Running `super_learner()` in Parallel
Source:vignettes/articles/Running-super_learner-in-Parallel.Rmd
Running-super_learner-in-Parallel.Rmd
Parallelization is supported in super_learner()
and
cv_super_learner()
, and is implemented through the
future package.
If you’d like to use the parallel versions of
super_learner()
or cv_super_learner()
it is as
simple as library(future)
(as long as you have it
installed) and declaring a plan like plan(multicore)
.
library(nadir)
library(future)
#> Warning: package 'future' was built under R version 4.3.3
library(tidytuesdayR)
#> Warning: package 'tidytuesdayR' was built under R version 4.3.3
library(dplyr)
#>
#> Attaching package: 'dplyr'
#> The following objects are masked from 'package:stats':
#>
#> filter, lag
#> The following objects are masked from 'package:base':
#>
#> intersect, setdiff, setequal, union
library(microbenchmark)
plan(multicore) # or similar, see https://future.futureverse.org/
# we recommend you to use a multicore setup on a Unix/Linux machine if you
# actually want to see a speed gain from parallelizing your code.
#
# note that plan(multicore) does not run in RStudio or Windows but multisession
# does. our experience has been multisession has not led to a speed increase
# compared to running with a sequential plan.

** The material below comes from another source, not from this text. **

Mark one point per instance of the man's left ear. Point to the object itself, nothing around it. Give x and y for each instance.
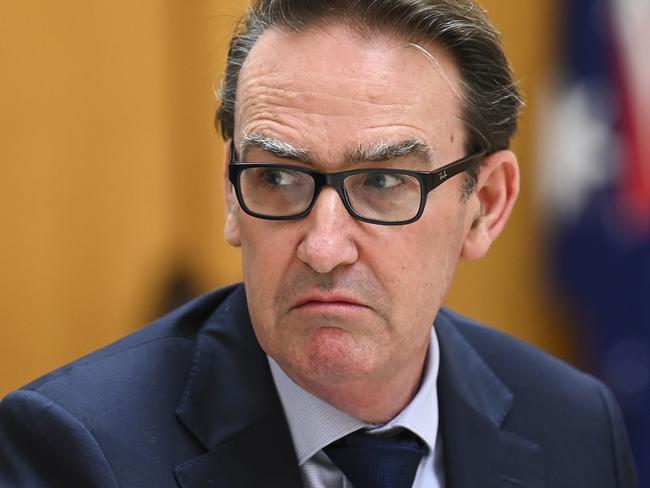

data("Boston", package = 'MASS')
data <- Boston
Speed gains are most obvious in cv_super_learner()
Let’s run a timing test to see if we can tell if there’s an
improvement in performance from using a multicore
vs. a
sequential
plan:
# sequential version:
plan(sequential)
microbenchmark({
sl_closure <- function(data) {
super_learner(
data = data,
formula = medv ~ .,
learners = list(rf = lnr_rf, lm = lnr_lm, mean = lnr_mean),
)
}
cv_super_learner(data, sl_closure, y_variable = 'medv')
}, times = 3)
#> Warning in microbenchmark({: less accurate nanosecond times to avoid potential
#> integer overflows
#> The default is to report CV-MSE if no other loss_metric is specified.
#> The default is to report CV-MSE if no other loss_metric is specified.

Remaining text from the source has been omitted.